A few days after she recorded her initial inspiration, she changed the book’s working title to “Open Door” and complained that it was a major distraction:
“Friday 23 January
Too much excited, alas, to get on with The Waves. One goes on making up The Open Door, or whatever it is to be called. The didactive demonstrative style conflicts with the dramatic: I find it hard to get back inside Bernard again….Naturally I am rather used up – can’t make the effort this morning of going on with The Waves. And am 99: & get headaches very easily – Lord, how often this drains my last chapters of their strength! And now Open Door is sucking at my brain too.
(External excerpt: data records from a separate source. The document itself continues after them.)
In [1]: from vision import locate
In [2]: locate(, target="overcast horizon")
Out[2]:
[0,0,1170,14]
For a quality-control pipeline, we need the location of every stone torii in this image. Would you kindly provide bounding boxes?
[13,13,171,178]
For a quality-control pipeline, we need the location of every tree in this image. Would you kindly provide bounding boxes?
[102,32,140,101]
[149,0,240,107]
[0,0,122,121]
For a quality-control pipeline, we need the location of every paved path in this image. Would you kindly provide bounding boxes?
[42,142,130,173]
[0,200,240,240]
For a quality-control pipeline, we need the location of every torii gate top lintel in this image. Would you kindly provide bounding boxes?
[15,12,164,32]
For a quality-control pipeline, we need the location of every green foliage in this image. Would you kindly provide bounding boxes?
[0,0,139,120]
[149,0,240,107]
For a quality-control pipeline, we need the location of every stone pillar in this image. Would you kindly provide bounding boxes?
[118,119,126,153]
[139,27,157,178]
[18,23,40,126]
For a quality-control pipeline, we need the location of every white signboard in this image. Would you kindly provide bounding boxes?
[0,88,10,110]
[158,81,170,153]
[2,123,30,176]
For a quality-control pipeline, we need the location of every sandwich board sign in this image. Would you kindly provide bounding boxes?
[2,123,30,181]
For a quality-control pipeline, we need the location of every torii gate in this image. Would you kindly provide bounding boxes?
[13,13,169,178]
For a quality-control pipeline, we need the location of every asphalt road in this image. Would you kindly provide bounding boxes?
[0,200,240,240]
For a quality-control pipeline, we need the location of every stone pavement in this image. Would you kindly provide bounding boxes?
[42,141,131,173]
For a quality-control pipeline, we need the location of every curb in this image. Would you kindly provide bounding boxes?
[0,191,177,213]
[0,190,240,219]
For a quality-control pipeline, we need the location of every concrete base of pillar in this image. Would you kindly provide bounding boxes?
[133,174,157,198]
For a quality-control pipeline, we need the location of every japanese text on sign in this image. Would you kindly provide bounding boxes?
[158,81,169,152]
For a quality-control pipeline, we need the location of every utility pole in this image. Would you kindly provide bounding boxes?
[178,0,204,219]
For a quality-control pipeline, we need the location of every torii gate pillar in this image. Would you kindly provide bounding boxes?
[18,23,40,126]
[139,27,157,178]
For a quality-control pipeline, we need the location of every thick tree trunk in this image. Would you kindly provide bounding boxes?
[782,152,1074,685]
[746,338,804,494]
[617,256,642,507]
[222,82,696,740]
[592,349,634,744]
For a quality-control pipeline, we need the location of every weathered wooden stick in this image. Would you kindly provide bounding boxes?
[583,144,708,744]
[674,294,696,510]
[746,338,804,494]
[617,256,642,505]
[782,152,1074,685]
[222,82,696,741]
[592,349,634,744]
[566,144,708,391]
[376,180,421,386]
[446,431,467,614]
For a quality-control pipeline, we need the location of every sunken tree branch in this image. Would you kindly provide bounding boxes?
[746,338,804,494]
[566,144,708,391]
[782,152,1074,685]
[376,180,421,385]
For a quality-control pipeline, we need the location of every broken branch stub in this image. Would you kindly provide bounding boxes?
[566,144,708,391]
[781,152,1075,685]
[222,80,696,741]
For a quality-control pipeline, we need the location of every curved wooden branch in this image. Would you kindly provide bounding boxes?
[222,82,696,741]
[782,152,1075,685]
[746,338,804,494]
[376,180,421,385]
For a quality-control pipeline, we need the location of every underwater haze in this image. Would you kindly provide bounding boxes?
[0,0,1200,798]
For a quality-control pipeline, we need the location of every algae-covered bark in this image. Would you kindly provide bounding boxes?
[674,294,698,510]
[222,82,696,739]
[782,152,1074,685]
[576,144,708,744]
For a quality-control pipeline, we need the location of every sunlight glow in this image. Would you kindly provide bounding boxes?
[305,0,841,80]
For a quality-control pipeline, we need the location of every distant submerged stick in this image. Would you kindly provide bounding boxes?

Such accidents can’t be avoided.”
Although excited by her new found inspiration, Virginia put the book on the back burner for many years while she worked on different projects, such as The Waves and The Years.
During this time, she changed the book’s working title numerous times, noting each new title in her diary.
In May of 1931, she renamed the book A Knock On The Door but then changed it again in September to A Tap At The Door before switching back to A Knock On The Door the following February, writing to herself “What’s it’s name?” in parenthesis next to the title.
About a week later she renamed it Men Are Like That? but then dismissed the title for being to “patently feminist.” A week after that, it was retitled A Knock On The Door again and then A Tap At The Door again in March.
In January of 1935, Virginia renamed it On Being Despised but then changed it in October to The Next War and then to Answers to Correspondents the following January in 1936 and then to Two Guineas in April.
The book didn’t receive it’s official name of Three Guineas until November of 1936 when she first began writing it. Once Virginia finally started on the book, she wrote it quickly over the course of a year and a few months, finally announcing in her diary in January of 1938 that she had just written the last chapter.
Although Virginia often summed up her thoughts on each of her books in her diary after she finished them, she was hesitant to do so for Three Guineas, instead writing on December 19, 1938:
“The reception of 3 Gs has been interesting, unexpected – only I’m note sure what I expected. 8,000 sold. Not one of my friends has mentioned it. My wide circle has widened – but I’m altogether in the dark as to the true merits of the book. Is it…? No, I won’t even formulate qualities; for, its true, no one has yet summed it up. Much less unanimity than about Room Of One’s Own.”
Three Guineas sold very well and was generally well received by the public but highly criticized by literary critics and Virginia’s friends.
Nonetheless, unlike with her other books, Virginia didn’t mind the criticism and barely made note of it, continuing on instead with writing Roger Fry’s biography, which became the last book she saw to publication before her suicide in March of 1941.
Sources:
Bell, Quentin. Virginia Woolf: A Biography. Harcourt Brace Jovanovich, 1972.
Woolf, Virginia. The Diary of Virginia Woolf: Volume Five: 1936-1941. Houghton Mifflin Harcourt, 1985.